DOODS2 – Return of DOODS

Dedicated Open Object Detection Service – Yes, it’s a backronym…

DOODS is a REST service that detects objects in images or video streams. It’s designed to be very easy to use, run as a container and available remotely.
It also supports GPUs and EdgeTPU hardware acceleration.

DOODS2 is a rewrite of DOODS in Python. It supports the exact same
REST api endpoints as the original DOODS but it also includes endpoints for handling streaming feeds with realtime
feedback as annotated video and websocket JSON detection data.

Why Python you may ask… Well, lots of machine learning stuff is in Python and there is pretty good support for
Object Detection and helpers in Python. Maintaining the code in Go was a huge pain.
DOODS2 is designed to have a compatible API specification with DOODS as well as adding some additional features.
It’s my hope that in Python I might get a little more interest from the community in maintaining it and adding features.

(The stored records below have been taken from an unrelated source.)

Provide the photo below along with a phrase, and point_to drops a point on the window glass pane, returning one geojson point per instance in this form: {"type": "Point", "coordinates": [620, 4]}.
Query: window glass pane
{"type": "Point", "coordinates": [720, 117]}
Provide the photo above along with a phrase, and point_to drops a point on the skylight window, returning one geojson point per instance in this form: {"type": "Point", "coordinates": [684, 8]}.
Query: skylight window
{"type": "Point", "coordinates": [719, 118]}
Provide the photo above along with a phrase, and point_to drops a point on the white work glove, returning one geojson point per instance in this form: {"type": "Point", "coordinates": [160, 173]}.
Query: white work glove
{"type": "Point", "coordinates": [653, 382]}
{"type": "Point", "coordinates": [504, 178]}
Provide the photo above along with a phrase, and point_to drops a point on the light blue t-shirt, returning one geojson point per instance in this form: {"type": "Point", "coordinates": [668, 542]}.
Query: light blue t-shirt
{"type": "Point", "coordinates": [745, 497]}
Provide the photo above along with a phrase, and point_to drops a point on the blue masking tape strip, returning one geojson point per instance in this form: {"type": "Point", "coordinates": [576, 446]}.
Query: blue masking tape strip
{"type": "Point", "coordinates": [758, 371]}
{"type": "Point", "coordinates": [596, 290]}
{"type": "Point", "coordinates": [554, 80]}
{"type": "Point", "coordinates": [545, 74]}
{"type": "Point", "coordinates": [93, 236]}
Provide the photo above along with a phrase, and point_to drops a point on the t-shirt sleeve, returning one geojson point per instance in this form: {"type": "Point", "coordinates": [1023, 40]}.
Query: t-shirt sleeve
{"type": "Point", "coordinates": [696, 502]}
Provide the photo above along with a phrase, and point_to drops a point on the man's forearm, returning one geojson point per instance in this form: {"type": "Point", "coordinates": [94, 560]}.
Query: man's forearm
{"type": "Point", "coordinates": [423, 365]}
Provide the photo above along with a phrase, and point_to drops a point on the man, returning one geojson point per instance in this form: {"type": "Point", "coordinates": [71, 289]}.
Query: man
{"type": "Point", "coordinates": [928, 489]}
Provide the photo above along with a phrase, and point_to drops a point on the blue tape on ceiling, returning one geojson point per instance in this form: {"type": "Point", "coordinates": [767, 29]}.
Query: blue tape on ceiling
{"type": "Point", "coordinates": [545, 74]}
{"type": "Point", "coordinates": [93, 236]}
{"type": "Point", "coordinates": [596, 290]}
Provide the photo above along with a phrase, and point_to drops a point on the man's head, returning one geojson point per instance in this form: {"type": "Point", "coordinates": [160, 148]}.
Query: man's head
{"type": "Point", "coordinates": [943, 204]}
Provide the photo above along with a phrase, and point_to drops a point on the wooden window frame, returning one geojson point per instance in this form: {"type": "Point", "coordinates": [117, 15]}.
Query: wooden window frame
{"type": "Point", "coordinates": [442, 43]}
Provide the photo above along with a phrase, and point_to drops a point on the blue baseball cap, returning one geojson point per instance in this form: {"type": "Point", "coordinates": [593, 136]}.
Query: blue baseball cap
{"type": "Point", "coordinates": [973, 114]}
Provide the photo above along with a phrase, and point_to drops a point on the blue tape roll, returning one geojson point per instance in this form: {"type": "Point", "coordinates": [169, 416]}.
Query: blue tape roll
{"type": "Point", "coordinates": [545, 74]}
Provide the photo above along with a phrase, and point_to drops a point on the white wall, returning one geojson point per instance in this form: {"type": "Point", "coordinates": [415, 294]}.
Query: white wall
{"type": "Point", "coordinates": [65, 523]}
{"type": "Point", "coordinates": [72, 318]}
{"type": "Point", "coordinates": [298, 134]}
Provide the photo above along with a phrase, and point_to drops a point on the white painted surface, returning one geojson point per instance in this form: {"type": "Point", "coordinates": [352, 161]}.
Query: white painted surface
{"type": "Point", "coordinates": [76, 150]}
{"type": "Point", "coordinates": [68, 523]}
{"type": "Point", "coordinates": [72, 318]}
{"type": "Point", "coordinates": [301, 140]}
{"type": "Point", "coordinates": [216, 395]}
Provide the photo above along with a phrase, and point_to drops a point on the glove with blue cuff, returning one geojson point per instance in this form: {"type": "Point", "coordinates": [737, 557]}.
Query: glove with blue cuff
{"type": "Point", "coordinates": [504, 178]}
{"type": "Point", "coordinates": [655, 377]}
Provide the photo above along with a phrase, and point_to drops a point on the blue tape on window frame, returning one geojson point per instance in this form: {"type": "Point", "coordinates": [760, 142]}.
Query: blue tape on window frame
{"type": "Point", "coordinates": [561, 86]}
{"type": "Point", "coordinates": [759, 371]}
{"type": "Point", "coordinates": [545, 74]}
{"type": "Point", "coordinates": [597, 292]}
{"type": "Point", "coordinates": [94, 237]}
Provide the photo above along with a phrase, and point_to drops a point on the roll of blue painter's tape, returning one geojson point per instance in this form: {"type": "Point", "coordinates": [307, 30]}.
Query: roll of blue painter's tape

DOODS2 drops support for gRPC as I doubt very much anyone used it anyways.

Quickstart in Docker

On your local machine run: docker run -it -p 8080:8080 snowzach/doods2:latest and open a browser to http://localhost:8080
Try uploading an image file or passing it an RTSP video stream. You can make changes to the specification by referencing the Detect Request payload.

Two detectors are included with the base image that you can try.

  • default – coco_ssd_mobilenet_v1_1.0_quant.tflite – A decent and fast Tensorflow light object detector.
  • tensorflow – faster_rcnn_inception_v2_coco_2018_01_28.pb – A much slower but more accurate Tensorflow object detector.

Docker Images

DOODS2 is distributed in a docker image. There are several tags you can reference to pick the image you like.

  • armv7l – 32 bit ARM devices with a v7 CPU like the Raspberry Pi
  • aarch64 – 64 bit ARM devices with a v8 CPU (Raspberry Pi 64 bit, ODroid, etc)
  • noavx – 64 bit x86_64 architecture WITHOUT avx support. This should run on just about everything.
  • latest – The latest tag references the above 3 tags so if you pick latest it should work on just about everything.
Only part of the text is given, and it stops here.